Professor's House

Christmas Tree Safety – Don’t Burn the House Down

Christmas trees are a staple in most households as a beautiful tradition that is celebrated and decorated with pure joy every year. Of course, every year there have been changes within the family structure, living arrangements, and countless other avenues that can impact on the safety of a family’s Christmas tree.

Most people really don’t give Christmas tree safety the due consideration it is worth. Since they have been an annual staple in our lives since we were born, we tend to just consider them a decoration and assume that we are being safe with their use and decoration.

The statistics are a bit sketchy, but the numbers come in at around 300 Christmas tree fires every year. A fire at any time of year is devastating. Yet it just seems so much worse when it happens around Christmas. A few simple precautions can help keep your home and your family much safer during the Christmas season.

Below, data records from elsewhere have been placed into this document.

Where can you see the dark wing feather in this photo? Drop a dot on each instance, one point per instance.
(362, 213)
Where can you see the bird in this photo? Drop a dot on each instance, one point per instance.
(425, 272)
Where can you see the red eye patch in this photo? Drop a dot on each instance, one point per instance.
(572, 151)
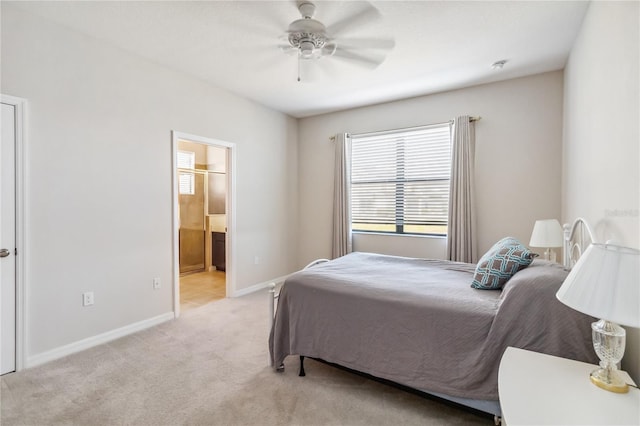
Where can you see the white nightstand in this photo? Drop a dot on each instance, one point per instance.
(539, 389)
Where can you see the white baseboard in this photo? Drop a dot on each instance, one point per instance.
(99, 339)
(258, 287)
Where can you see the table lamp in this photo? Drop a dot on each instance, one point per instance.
(605, 283)
(547, 233)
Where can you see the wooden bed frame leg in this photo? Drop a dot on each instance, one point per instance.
(302, 373)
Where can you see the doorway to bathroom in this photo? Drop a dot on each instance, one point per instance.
(203, 212)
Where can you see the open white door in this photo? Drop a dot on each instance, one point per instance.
(8, 239)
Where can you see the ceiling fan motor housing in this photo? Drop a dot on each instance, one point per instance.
(307, 35)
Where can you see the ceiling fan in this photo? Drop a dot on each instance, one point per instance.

Getting a live tree too early and setting ablaze with lights may very well be the leading cause of Christmas tree fires. The needles tend to dry out, and the heat from the light bulbs is a disaster waiting to happen, especially if the tree lights are left on for long periods of time.

Keeping a tree well hydrated may help minimize the drying process that the needles endure. When you initially purchase the tree, ask for an additional cut approximately one inch above the original cut like to help the tree absorb more moisture. Of course you will want to water your tree consistently while it is beautifying your home.

Running your hand over the needles of a tree before you buy it can help determine whether the tree is old and half dead or fresh and full of vitality. A few needles are bound to fall off, but if the needles fall off in clumps, then it’s a little too old and a little too dead.

If you tend to purchase your tree but wait several days or weeks prior to putting it up, store it our of direct sunlight and leave the end firmly planted in a bucket of water to help it stay alive, bright, and hydrated.

Please us lights as they are intended. If they are for outdoor use, then use them outside. If they are for indoor use, then use them inside. Double check the packaging when purchasing lights to make sure they were safety tested. In most cases it is safe to assume that they were, but checking anyway helps ensure that someone took the time to produce a Christmas tree light that is a safe as possible. It’s never a good idea to put lights on a metal tree. Always make sure that artificial trees are fire retardant.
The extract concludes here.